Le président chinois Xi Jinping effectuera une visite de deux jours en Corée du Nord, les 8 et 9 juin, à l'invitation de son homologue nord-coréen Kim Jong-un. Il s'agit du premier déplacement du dirigeant chinois à Pyongyang depuis 2019, une éclipse de près de sept ans qui souligne le caractère exceptionnel de ce rendez-vous diplomatique.

Cette annonce survient quelques semaines après que Xi Jinping a reçu à Pékin le président américain Donald Trump et le président russe Vladimir Poutine, deux acteurs majeurs de la politique étrangère nord-coréenne. Elle intervient également alors que l'année en cours marque le 65e anniversaire du traité d'amitié et de coopération liant la Chine et la Corée du Nord, le seul pacte de défense mutuelle que Pékin a conclu avec un pays étranger. Ce traité garantit un soutien réciproque en cas d'agression.

Les enjeux diplomatiques et économiques

Pour Kim Jong-un, cette visite revêt une importance symbolique considérable. Après avoir traversé la pandémie et apporté un soutien à la Russie dans le conflit ukrainien, le leader nord-coréen cherche à consolider sa stature sur la scène internationale. Il a multiplié les démonstrations de son arsenal nucléaire et balistique, tout en poursuivant le développement urbain de Pyongyang pour impressionner les dignitaires étrangers.

Sur le plan économique, il est largement attendu que Kim Jong-un sollicite de Pékin un accroissement des échanges commerciaux par voie terrestre et une augmentation du nombre de touristes chinois, notamment pour remplir les stations balnéaires et de ski récemment construites en Corée du Nord.

La position de la Chine et les attentes de Séoul

Pékin s'est toujours présenté comme le principal médiateur entre le régime nord-coréen et le reste du monde. Si la Chine continue de prôner officiellement la dénucléarisation de la péninsule coréenne, son discours s'est nettement assoupli ces dernières années.

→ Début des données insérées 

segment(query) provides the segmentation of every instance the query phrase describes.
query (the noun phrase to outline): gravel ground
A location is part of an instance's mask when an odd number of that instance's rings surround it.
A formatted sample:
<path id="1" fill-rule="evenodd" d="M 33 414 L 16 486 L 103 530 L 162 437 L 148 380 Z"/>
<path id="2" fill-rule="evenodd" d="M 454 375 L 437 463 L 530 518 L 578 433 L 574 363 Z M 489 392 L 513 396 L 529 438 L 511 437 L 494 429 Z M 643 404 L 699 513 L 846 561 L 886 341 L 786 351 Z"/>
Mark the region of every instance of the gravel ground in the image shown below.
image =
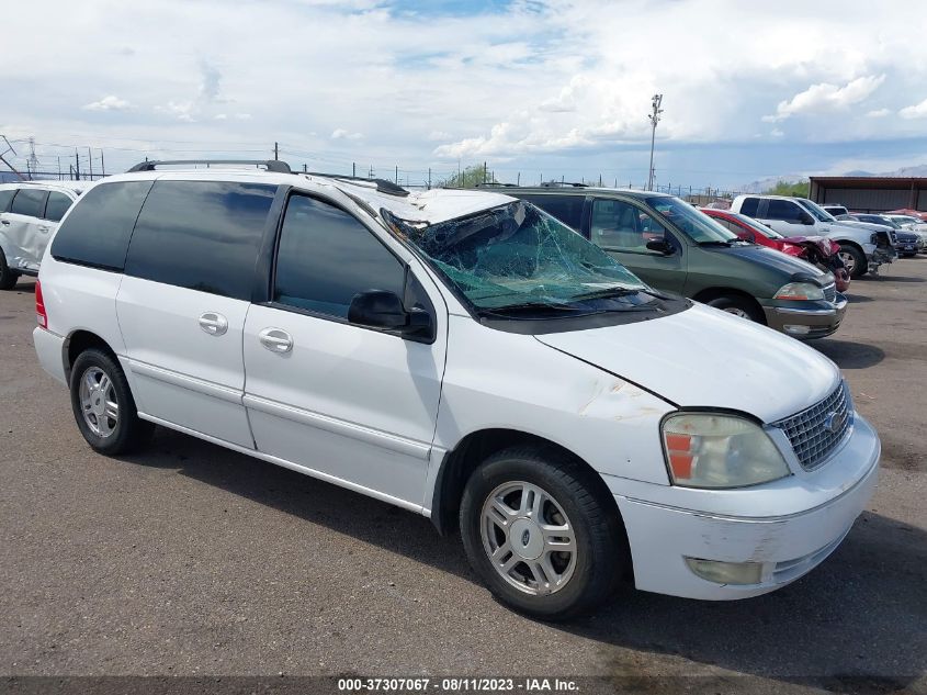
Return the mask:
<path id="1" fill-rule="evenodd" d="M 0 675 L 703 675 L 679 683 L 717 692 L 743 674 L 768 692 L 809 676 L 920 692 L 927 258 L 850 290 L 837 336 L 813 345 L 879 429 L 883 472 L 844 545 L 764 597 L 629 590 L 544 625 L 494 602 L 459 539 L 414 514 L 163 429 L 144 455 L 92 452 L 36 362 L 23 279 L 0 293 Z"/>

Lors de la rencontre entre Xi Jinping et Donald Trump le mois dernier, les deux dirigeants ont réaffirmé leur objectif commun de dénucléarisation, selon un document de la Maison-Blanche. Interrogé sur ce point, un porte-parole du ministère chinois des Affaires étrangères s'est contenté d'évoquer la « continuité et la cohérence » de la position chinoise, sans confirmer directement l'accord.

De son côté, la Corée du Sud espère que Xi Jinping jouera un rôle de médiateur pour inciter Pyongyang à renouer le dialogue avec Séoul et Washington. Depuis que Kim Jong-un a déclaré, en décembre 2024, la fin des efforts de réunification avec le Sud, il a qualifié les Sud-Coréens d'« ennemis jurés » et rompu toute communication avec Séoul. Le ministre sud-coréen de l'Unification, Chung Dong-young, a indiqué qu'il pensait que Xi Jinping aborderait avec Kim Jong-un la reprise des négociations entre les États-Unis et la Corée du Nord.

Un contexte de tensions et de défis

La visite de Xi Jinping intervient alors que Kim Jong-un a récemment affirmé que la « capacité de production de matières nucléaires de qualité militaire avait plus que doublé » au cours des cinq dernières années, une déclaration faite lors d'une inspection d'une nouvelle installation nucléaire rapportée par les médias d'État nord-coréens. Cette annonce confirme que Pyongyang n'entend pas renoncer à ses ambitions nucléaires, malgré les appels internationaux.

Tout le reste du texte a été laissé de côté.